Алексей Егорович твёрдо повторил своё желание; никогда прежде он не решился бы его выразить в таких словах вслух пред своим господином.
Николай Всеволодович запер дверь, положил ключ в карман и пошёл по проулку, увязая с каждым шагом вершка на три в грязь. Он вышел наконец в длинную и пустынную улицу на мостовую. Город был известен ему как пять пальцев; но Богоявленская улица была всё ещё далеко. Было более десяти часов, когда он остановился наконец пред запертыми воротами тёмного старого дома Филипповых. Нижний этаж теперь, с выездом Лебядкиных, стоял совсем пустой, с заколоченными окнами, но в мезонине у Шатова светился огонь. Так как не было колокольчика, то он начал бить в ворота рукой. Отворилось оконце, и Шатов выглянул на улицу; темень была страшная, и разглядеть было мудрено; Шатов разглядывал долго, с минуту.
— Это вы? — спросил он вдруг.
— Я, — ответил незваный гость.
Шатов захлопнул окно, сошёл вниз и отпер ворота. Николай Всеволодович переступил через высокий порог и, не сказав ни слова, прошёл мимо, прямо во флигель к Кириллову.
V
Тут всё было отперто и даже не притворено. Сени и первые две комнаты были темны, но в последней, в которой Кириллов жил и пил чай, сиял свет и слышался смех и какие-то странные вскрикивания. Николай Всеволодович пошёл на свет, но, не входя, остановился на пороге. Чай был на столе. Среди комнаты стояла старуха, хозяйская родственница, простоволосая, в одной юбке, в башмаках на босу ногу и в заячьей куцавейке. На руках у ней был полуторагодовой ребёнок, в одной рубашонке, с голыми ножками, с разгоревшимися щёчками, с белыми всклоченными волосками, только что из колыбели. Он, должно быть, недавно расплакался; слёзки стояли ещё под глазами; но в эту минуту тянулся ручонками, хлопал в ладошки и хохотал, как хохочут маленькие дети, с захлипом. Пред ним Кириллов бросал о пол большой резиновый красный мяч; мяч отпрыгивал до потолка, падал опять, ребёнок кричал: «мя, мя!» Кириллов ловил «мя» и подавал ему, тот бросал уже сам своими неловкими ручонками, а Кириллов бежал опять подымать. Наконец «мя» закатился под шкаф. «Мя, мя!» — кричал ребёнок. Кириллов припал к полу и протянулся, стараясь из-под шкафа достать «мя» рукой. Николай Всеволодович вошёл в комнату; ребёнок, увидев его, припал к старухе и закатился долгим, детским плачем; та тотчас же его вынесла.

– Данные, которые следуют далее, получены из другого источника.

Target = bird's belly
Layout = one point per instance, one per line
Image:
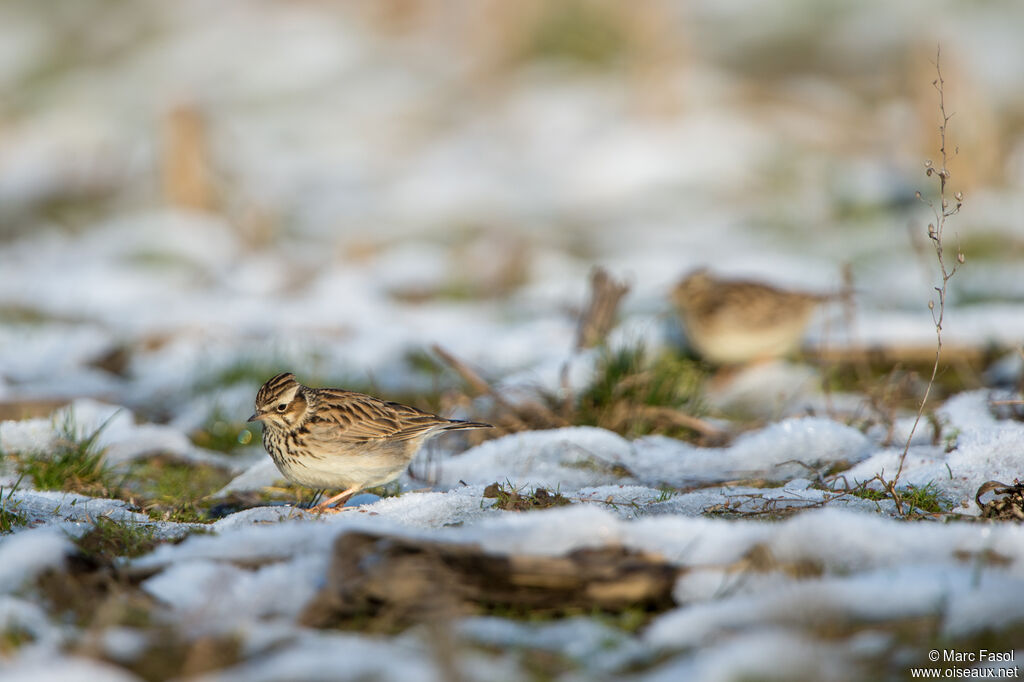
(739, 345)
(344, 470)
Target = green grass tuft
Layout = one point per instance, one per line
(109, 540)
(222, 433)
(925, 498)
(75, 465)
(507, 497)
(635, 395)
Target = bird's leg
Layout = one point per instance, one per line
(341, 497)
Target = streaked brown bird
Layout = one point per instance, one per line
(732, 322)
(329, 438)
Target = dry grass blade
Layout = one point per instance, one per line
(387, 583)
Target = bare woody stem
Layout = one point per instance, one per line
(942, 211)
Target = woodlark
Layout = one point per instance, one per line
(333, 438)
(737, 321)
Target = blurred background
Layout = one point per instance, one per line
(194, 197)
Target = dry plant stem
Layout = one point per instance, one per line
(943, 211)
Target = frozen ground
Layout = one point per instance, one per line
(371, 187)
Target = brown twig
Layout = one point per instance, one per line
(599, 316)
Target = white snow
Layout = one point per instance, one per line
(25, 555)
(380, 184)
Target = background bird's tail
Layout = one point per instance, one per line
(457, 424)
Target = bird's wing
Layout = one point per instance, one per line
(355, 418)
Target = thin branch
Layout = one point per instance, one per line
(945, 209)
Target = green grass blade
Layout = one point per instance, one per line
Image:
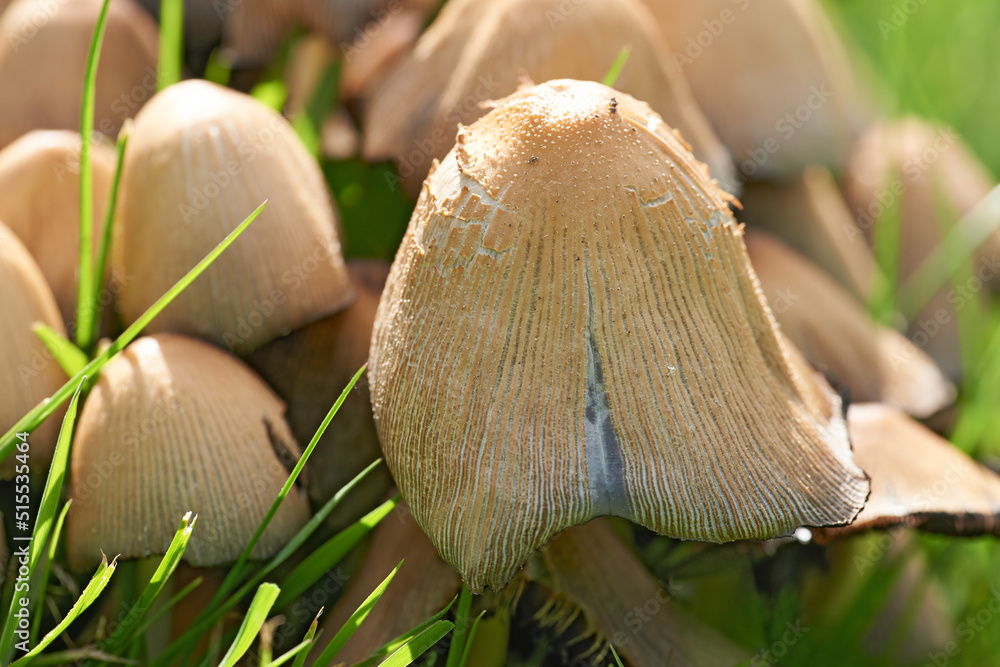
(470, 639)
(85, 280)
(164, 571)
(41, 411)
(217, 608)
(616, 69)
(44, 522)
(252, 622)
(457, 648)
(392, 645)
(97, 299)
(300, 660)
(298, 649)
(87, 597)
(69, 357)
(171, 43)
(354, 622)
(332, 552)
(416, 647)
(42, 584)
(232, 578)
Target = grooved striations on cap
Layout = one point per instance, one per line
(572, 328)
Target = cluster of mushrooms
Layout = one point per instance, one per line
(577, 324)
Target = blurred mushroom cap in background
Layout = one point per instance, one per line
(43, 49)
(200, 159)
(28, 373)
(177, 425)
(40, 202)
(479, 50)
(572, 328)
(773, 78)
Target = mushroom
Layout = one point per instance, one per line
(926, 174)
(918, 478)
(309, 369)
(571, 328)
(42, 51)
(28, 373)
(40, 202)
(773, 79)
(478, 50)
(200, 158)
(836, 336)
(176, 425)
(810, 215)
(421, 588)
(597, 586)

— Ставрогин? — сказал Кириллов, приподымаясь с полу с мячом в руках, без малейшего удивления к неожиданному визиту, — хотите чаю?
Он приподнялся совсем.
— Очень, не откажусь, если тёплый, — сказал Николай Всеволодович; — я весь промок.
— Тёплый, горячий даже, — с удовольствием подтвердил Кириллов: — садитесь: вы грязны, ничего; пол я потом мокрою тряпкой.